Even when taken on its own terms Reading has problems. The festival is flooded with teenagers who’ve just finished their GCSEs. It’s a special age to be: you’re 16, you’re done with education forever (or at least you think) and the world is at your feet. Unfortunately, it’s an awful age to be for everyone else around you as, more than likely, you’re going to be acting like a complete jackass when you’re away from home for the first time and surrounded by alcohol. Cue excessive moshing to ABSOLUTELY EVERYTHING (Little Boots, LITTLE BOOTS!), excitable crowd crushes that may as well have been moshing, and a vaguely apocalyptic final night involving fires, knocking over telegraph poles and exploding gas canisters which provided a romantic pall of smoke over the festival site.

From now on I shall refer to this influential demographic as ‘chindes’, a portmanteau of chav and indie.

Apart from all that, it was quite a good weekend. Radiohead were superior and showed pretty much everyone how to put on a headlining set at a festival, by mixing old material – they opened with Creep! – with new – Twisted Words sounds much better live – and by not being too self-indulgent they delivered a set that might have just piqued Blur at Glastonbury and just about made the concentration camp-esque conditions at the front worthile. After the Kings of Leon bawwed over an imagined hostility to them, and The Arctic Monkeys simmered with a middling and intentionally low-key setlist it was clear the weekend belonged to Radiohead.

There were other highlights over the weekend. Little Boots drew a large crowd (of adolescent boys and chindies, no less) and performed a well received set that belied the rather lukewarm critical and commercial reception she’s received this year.
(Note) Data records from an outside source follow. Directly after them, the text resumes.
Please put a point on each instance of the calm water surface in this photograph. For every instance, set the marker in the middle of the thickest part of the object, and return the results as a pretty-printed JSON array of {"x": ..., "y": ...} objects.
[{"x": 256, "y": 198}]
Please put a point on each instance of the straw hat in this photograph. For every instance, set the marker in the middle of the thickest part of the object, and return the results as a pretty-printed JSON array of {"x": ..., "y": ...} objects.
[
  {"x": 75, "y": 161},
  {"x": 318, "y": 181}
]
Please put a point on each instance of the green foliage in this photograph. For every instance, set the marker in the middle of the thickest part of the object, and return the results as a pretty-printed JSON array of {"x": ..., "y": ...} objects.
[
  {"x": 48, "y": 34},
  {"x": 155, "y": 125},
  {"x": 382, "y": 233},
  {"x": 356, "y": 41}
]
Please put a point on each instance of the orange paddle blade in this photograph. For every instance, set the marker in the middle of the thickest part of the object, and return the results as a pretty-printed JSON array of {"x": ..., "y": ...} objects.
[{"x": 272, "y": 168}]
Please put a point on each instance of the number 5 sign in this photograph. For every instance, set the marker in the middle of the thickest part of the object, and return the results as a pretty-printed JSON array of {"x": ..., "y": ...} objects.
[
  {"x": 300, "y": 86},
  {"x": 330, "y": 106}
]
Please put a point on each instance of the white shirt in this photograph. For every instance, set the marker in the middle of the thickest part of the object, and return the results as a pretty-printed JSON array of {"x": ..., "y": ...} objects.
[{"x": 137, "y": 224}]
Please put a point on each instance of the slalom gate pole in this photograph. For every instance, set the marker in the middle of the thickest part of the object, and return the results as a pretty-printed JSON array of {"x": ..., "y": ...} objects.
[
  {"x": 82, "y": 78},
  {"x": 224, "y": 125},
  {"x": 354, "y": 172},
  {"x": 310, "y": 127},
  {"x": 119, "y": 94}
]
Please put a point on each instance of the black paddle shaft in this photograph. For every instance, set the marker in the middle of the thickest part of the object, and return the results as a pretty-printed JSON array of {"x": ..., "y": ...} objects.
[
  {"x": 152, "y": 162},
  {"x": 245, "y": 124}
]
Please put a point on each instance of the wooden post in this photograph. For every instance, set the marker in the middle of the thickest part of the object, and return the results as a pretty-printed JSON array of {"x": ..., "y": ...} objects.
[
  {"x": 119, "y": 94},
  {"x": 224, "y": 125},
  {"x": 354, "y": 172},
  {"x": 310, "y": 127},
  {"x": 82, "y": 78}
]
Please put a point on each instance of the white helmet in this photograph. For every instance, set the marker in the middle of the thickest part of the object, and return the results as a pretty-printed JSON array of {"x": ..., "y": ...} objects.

The Horrors followed closely behind, bravely favouring their new, superior and unexpectedly Shoegaze material over their older, adolescent garage rock material which I imagine most of the crowd had come out to see. It was wonderful to witness a tent full of chindes still sweaty from moshing moronically to ‘New in Town’ somewhat hypnotised by the sprawling, eight-minute krautrock of ‘Sea within a Sea’.

The Sunday ‘Indie’ line-up of Vampire Weekend, Yeah Yeah Yeahs and Bloc Party was an enjoyable and surprisingly chilled evening. Most of the chindies seemed to be elsewhere for the Vampire and YYY sets, though some crept back in to dance around to the banging beats of ‘Mercury’ (Mer-Mer-Mercuuurry).

Other notable mentions go out to Patrick Wolf, who provided a wonderfully camp performance in the NME tent on Saturday which somehow managed to squeeze a costume change into its 45 minute run-time; Them Crooked Vultures, who might not have an album that reflects their considerable talents on their hands, but did provide an more than adequate soundtrack to mosh to for perhaps the first time of the weekend, and provided me with the pleasure of seeing John Paul Jones in the flesh. Vampire Weekend provided some much needed sunshine to an overcast Sunday evening when I was getting more than a little fed up. The new material sounds great, too, probably one of the few occurrences of the weekend when the crowd didn’t let out a disgruntled sigh when presented with a band plugging their new album, as happened for the Arctic Monkeys the night before. Contra is sounding sweet. I can’t remember any of the songs, but I enjoyed them all, a lot.

Despite all my criticisms, I had a good time. I don’t imagine Reading will change anytime soon; its commercial viability rests too much on corning that post-GCSE market I imagine, its line-up and general ethos mirrors this. I think it’s more a case of it being me not them. At the venerable age of 19 I just feel too old for a lot of the shit that Reading threw at me. Without that Sunday line-up or more specifically, Radiohead it would have been considerably worse. Glastonbury and maybe a niche, medium-sized festival with crèche facilities next year methinks.